More than 196 aid workers have been killed in Gaza since October 2023, according to the US-funded Aid Worker Security Database and reported by The New York Times.

Halimah said, "They came to save lives by bringing food to the starving Palestinians in Gaza but lost their lives instead. They took all precautions to make sure that it was clear that they were not army combatants but were doing charity work, but lost their lives anyway."

She noted that some agencies and countries have suspended aid operations in Gaza in light of the Apr. 1 air strike and said it could cause more Palestinian deaths from starvation.

WCK, which said it has distributed over 42 million meals to people in Gaza since October 2023, announced it will suspend its aid operations in Gaza.

Other aid organisations, such as Project Hope and American Near East Refugee Aid (Anera) have followed suit, halting operations over concerns for their aid workers' safety, the Guardian and the Associated Press reported.

These organisations were said to have plugged the gap by delivering aid in the absence of the United Nations Relief and Works Agency for Palestine Refugees' (UNRWA).

Israel has barred UNRWA, the main UN agency in Gaza, from making deliveries to the north after claiming several of its employees were involved in the Hamas attack that triggered the war.

Halimah said: "The safety of aid workers who are their citizens is the paramount consideration of every country but I pray that food will continue to reach the starving Palestinians in Gaza."

Half of Gaza heading into famine

The Integrated Food Security Phase Classification (IPC), an agency that monitors hunger globally, said on Mar. 18 that almost everyone in Gaza is struggling to get enough food now.

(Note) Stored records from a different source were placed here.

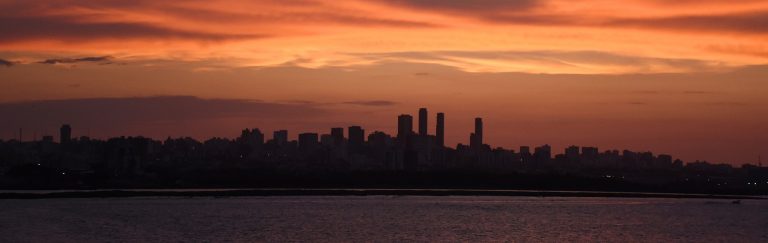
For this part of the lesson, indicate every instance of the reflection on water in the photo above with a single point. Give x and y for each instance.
(383, 218)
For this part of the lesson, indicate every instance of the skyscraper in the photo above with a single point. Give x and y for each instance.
(476, 138)
(404, 127)
(423, 122)
(479, 129)
(308, 141)
(65, 134)
(440, 129)
(356, 136)
(338, 135)
(280, 136)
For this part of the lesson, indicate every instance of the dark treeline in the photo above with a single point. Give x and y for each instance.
(411, 159)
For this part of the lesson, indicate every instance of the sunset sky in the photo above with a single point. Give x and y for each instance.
(681, 77)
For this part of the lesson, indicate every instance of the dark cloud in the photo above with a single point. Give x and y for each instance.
(6, 63)
(67, 28)
(563, 58)
(77, 60)
(750, 22)
(371, 103)
(112, 114)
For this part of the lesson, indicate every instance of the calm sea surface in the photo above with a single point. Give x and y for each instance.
(383, 219)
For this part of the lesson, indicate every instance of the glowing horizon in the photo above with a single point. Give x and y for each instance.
(685, 78)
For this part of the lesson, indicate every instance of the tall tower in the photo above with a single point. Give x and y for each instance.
(440, 131)
(476, 138)
(404, 127)
(479, 129)
(280, 136)
(65, 134)
(423, 121)
(338, 135)
(356, 136)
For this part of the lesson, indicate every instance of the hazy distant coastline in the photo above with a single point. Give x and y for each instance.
(30, 194)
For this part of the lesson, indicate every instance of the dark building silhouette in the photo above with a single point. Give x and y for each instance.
(423, 122)
(440, 130)
(404, 127)
(252, 137)
(572, 153)
(308, 141)
(338, 135)
(280, 136)
(246, 161)
(476, 138)
(356, 136)
(65, 134)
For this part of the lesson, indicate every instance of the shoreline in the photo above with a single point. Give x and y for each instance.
(122, 193)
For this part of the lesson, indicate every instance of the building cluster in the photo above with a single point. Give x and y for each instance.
(409, 150)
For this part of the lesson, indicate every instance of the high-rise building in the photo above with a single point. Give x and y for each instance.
(423, 122)
(338, 135)
(252, 137)
(356, 136)
(65, 134)
(327, 140)
(280, 136)
(440, 129)
(479, 130)
(308, 141)
(572, 153)
(404, 127)
(476, 138)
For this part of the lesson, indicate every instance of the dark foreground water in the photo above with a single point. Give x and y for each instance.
(383, 219)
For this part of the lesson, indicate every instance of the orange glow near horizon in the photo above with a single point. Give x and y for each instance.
(679, 77)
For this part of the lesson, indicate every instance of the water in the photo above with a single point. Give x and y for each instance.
(383, 219)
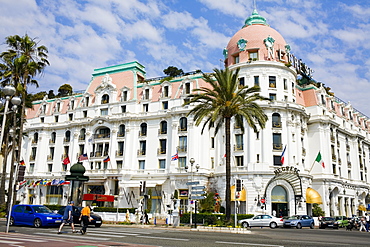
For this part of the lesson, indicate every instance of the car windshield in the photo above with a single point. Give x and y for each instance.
(41, 209)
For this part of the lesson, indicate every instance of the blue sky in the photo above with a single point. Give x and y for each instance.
(330, 36)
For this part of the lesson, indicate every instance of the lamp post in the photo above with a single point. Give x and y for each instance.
(16, 101)
(192, 161)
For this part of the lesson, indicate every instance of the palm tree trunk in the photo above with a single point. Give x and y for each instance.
(228, 169)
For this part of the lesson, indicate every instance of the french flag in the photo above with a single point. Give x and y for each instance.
(282, 156)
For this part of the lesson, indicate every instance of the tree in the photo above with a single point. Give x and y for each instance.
(23, 60)
(223, 100)
(173, 71)
(65, 90)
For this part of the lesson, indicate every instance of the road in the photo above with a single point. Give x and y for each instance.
(109, 235)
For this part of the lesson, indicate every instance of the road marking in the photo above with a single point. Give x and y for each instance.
(74, 236)
(271, 245)
(299, 241)
(175, 239)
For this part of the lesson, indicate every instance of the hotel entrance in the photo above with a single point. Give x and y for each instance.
(279, 202)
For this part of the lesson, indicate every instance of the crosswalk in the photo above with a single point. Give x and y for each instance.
(48, 237)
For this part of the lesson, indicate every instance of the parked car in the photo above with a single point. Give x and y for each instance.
(342, 220)
(34, 215)
(299, 221)
(262, 220)
(328, 222)
(96, 220)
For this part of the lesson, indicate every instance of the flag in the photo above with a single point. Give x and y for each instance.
(83, 157)
(66, 161)
(175, 156)
(282, 157)
(319, 160)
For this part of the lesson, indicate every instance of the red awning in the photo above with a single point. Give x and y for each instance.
(98, 198)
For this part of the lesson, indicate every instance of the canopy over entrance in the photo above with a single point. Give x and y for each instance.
(312, 196)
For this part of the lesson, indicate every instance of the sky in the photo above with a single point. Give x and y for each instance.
(330, 36)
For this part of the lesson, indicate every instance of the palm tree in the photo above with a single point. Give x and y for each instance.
(24, 60)
(218, 104)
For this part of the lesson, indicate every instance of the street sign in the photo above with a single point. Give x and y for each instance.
(199, 192)
(197, 197)
(192, 183)
(198, 187)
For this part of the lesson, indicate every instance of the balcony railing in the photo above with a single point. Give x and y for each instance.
(101, 136)
(276, 124)
(238, 147)
(277, 146)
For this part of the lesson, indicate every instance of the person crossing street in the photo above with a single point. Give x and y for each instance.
(85, 217)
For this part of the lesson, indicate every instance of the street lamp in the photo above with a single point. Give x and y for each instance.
(8, 91)
(192, 161)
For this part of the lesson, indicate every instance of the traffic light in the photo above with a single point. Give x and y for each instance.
(238, 185)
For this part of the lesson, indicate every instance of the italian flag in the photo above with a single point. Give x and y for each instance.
(319, 160)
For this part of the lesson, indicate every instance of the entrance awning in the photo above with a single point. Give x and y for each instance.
(361, 207)
(312, 196)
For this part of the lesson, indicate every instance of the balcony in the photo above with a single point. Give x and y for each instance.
(101, 136)
(238, 147)
(119, 153)
(277, 146)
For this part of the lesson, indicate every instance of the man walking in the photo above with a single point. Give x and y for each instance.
(85, 217)
(68, 217)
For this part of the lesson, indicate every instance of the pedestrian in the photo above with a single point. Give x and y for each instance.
(85, 217)
(362, 224)
(68, 217)
(367, 217)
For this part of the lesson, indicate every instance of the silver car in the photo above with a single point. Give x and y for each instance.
(262, 220)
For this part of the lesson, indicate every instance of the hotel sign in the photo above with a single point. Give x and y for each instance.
(287, 169)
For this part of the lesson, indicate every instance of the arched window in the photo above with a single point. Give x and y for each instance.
(67, 137)
(276, 120)
(163, 127)
(53, 137)
(143, 129)
(121, 130)
(82, 134)
(35, 137)
(105, 99)
(183, 124)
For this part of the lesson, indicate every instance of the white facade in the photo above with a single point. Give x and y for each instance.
(122, 116)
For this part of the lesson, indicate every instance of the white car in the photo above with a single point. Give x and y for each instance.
(262, 220)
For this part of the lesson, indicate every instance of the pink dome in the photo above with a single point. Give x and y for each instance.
(251, 39)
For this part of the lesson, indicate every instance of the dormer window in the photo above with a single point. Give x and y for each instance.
(105, 99)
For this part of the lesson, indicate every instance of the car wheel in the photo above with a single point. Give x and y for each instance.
(11, 221)
(273, 225)
(37, 223)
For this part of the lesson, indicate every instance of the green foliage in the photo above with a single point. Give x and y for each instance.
(212, 219)
(173, 71)
(317, 210)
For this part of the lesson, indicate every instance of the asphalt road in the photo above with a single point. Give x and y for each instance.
(109, 235)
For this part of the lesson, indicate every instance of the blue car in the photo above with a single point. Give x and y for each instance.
(299, 221)
(34, 215)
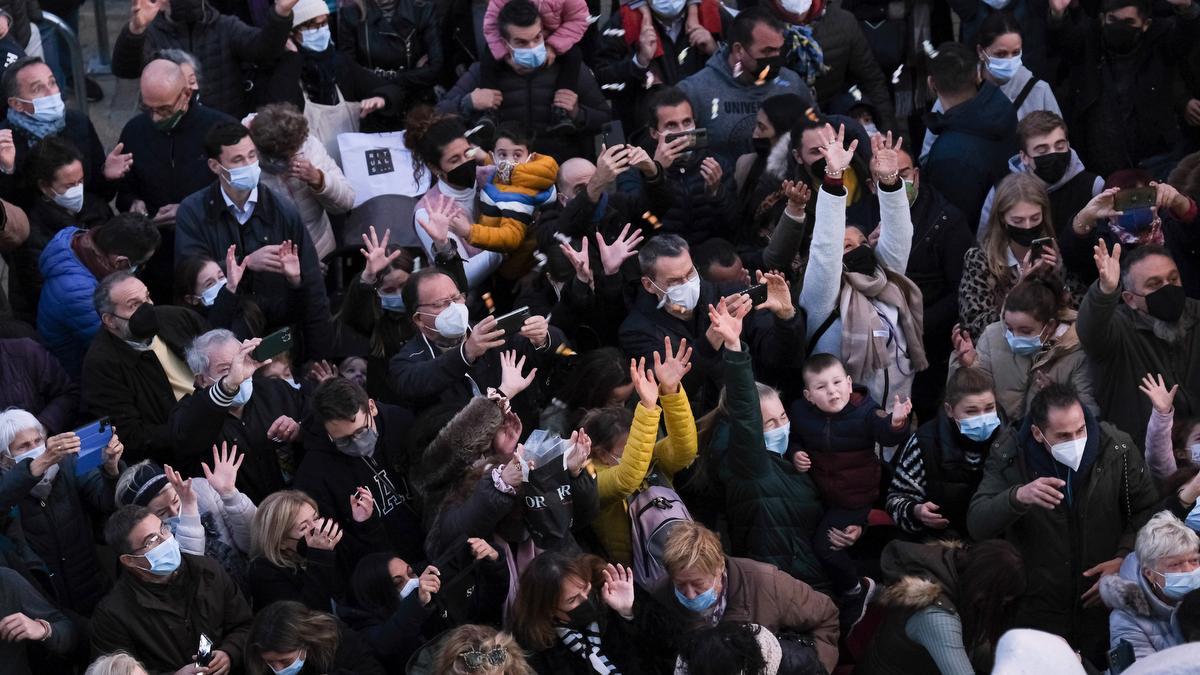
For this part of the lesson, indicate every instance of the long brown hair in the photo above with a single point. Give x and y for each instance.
(991, 580)
(1014, 189)
(540, 590)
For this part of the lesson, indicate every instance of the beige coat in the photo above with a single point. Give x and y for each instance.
(1063, 362)
(337, 196)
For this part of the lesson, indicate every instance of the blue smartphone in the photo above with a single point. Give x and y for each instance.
(93, 440)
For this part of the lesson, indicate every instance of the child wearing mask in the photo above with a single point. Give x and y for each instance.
(563, 24)
(837, 428)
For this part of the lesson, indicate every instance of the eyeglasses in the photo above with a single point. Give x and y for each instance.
(155, 539)
(477, 659)
(443, 303)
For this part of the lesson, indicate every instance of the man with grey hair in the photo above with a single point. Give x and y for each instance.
(673, 304)
(135, 371)
(1145, 593)
(229, 405)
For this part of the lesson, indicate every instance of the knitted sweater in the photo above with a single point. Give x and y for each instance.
(616, 483)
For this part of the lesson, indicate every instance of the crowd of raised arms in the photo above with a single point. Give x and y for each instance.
(603, 338)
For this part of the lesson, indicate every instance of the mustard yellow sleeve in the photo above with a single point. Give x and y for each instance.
(621, 481)
(678, 448)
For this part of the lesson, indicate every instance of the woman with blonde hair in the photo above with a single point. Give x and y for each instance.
(481, 650)
(1020, 242)
(292, 553)
(291, 639)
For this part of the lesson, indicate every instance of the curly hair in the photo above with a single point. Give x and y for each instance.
(279, 130)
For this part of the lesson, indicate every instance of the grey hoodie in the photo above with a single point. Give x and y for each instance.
(737, 103)
(1017, 166)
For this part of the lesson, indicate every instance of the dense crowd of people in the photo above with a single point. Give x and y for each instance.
(671, 336)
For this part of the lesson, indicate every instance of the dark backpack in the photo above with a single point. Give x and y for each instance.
(653, 511)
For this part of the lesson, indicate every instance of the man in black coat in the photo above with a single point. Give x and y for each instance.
(449, 360)
(239, 211)
(526, 95)
(673, 303)
(36, 111)
(135, 370)
(258, 414)
(222, 43)
(353, 443)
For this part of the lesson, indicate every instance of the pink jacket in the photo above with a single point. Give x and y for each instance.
(563, 21)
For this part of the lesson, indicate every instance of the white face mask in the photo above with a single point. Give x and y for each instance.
(454, 321)
(684, 294)
(1069, 453)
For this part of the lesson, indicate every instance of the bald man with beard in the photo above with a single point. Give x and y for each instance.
(167, 142)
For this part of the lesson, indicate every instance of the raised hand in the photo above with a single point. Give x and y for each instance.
(886, 157)
(618, 590)
(361, 505)
(234, 270)
(671, 369)
(142, 12)
(643, 383)
(1108, 266)
(927, 513)
(837, 155)
(513, 382)
(187, 499)
(779, 296)
(222, 476)
(621, 250)
(118, 165)
(579, 261)
(900, 412)
(1162, 398)
(798, 196)
(289, 260)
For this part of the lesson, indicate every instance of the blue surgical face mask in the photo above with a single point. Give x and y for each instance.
(777, 438)
(165, 557)
(47, 108)
(699, 603)
(1179, 584)
(529, 58)
(391, 302)
(1023, 345)
(297, 667)
(244, 178)
(244, 393)
(981, 426)
(210, 294)
(1003, 69)
(316, 40)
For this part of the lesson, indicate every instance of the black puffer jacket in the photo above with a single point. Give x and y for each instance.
(222, 43)
(527, 101)
(405, 47)
(59, 527)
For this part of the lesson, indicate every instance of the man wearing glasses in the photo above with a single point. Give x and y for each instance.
(450, 360)
(355, 466)
(167, 603)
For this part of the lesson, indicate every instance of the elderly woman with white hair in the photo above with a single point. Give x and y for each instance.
(1145, 593)
(37, 476)
(209, 515)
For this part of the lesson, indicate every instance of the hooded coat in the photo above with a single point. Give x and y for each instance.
(975, 141)
(1105, 502)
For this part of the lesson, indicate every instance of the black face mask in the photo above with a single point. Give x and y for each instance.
(143, 323)
(187, 11)
(1121, 37)
(462, 175)
(1023, 237)
(583, 615)
(1051, 167)
(1167, 303)
(859, 260)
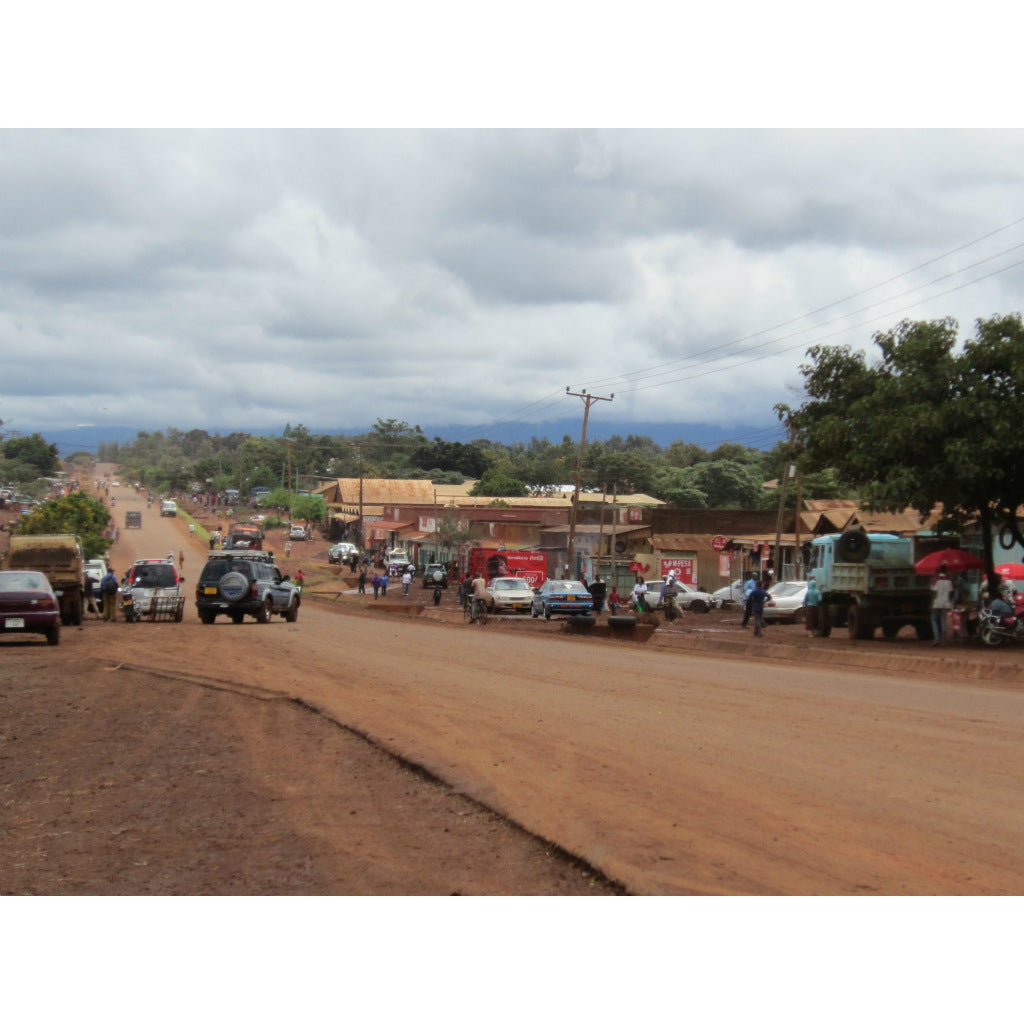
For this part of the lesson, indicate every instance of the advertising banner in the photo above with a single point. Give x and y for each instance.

Around 677,000 people — nearly a third of Gaza's 2.3 million population — are experiencing the highest level of catastrophic hunger — an extreme lack of food and critical levels of acute malnutrition.

IPC estimates that 1.11 million people in Gaza, around half of the population, could experience famine at any time between now to mid-July 2024 if hostilities do not come to an end and there is no immediate access to essential supplies and services.

According to the BBC, a famine occurs when a country has such a severe food shortage that its population faces acute malnutrition, starvation, or death.

The situation is more dire in northern Gaza, where the UN Food and Agriculture Organization estimates that a famine is projected to occur anytime between now and May 2024.

UN Secretary General António Guterres referred to the IPC report on Mar. 18 and said "This is the highest number of people facing catastrophic hunger ever recorded by the Integrated Food Security Classification system – anywhere, anytime."

He added: "This is an entirely man-made disaster, and the report makes clear that it can be halted."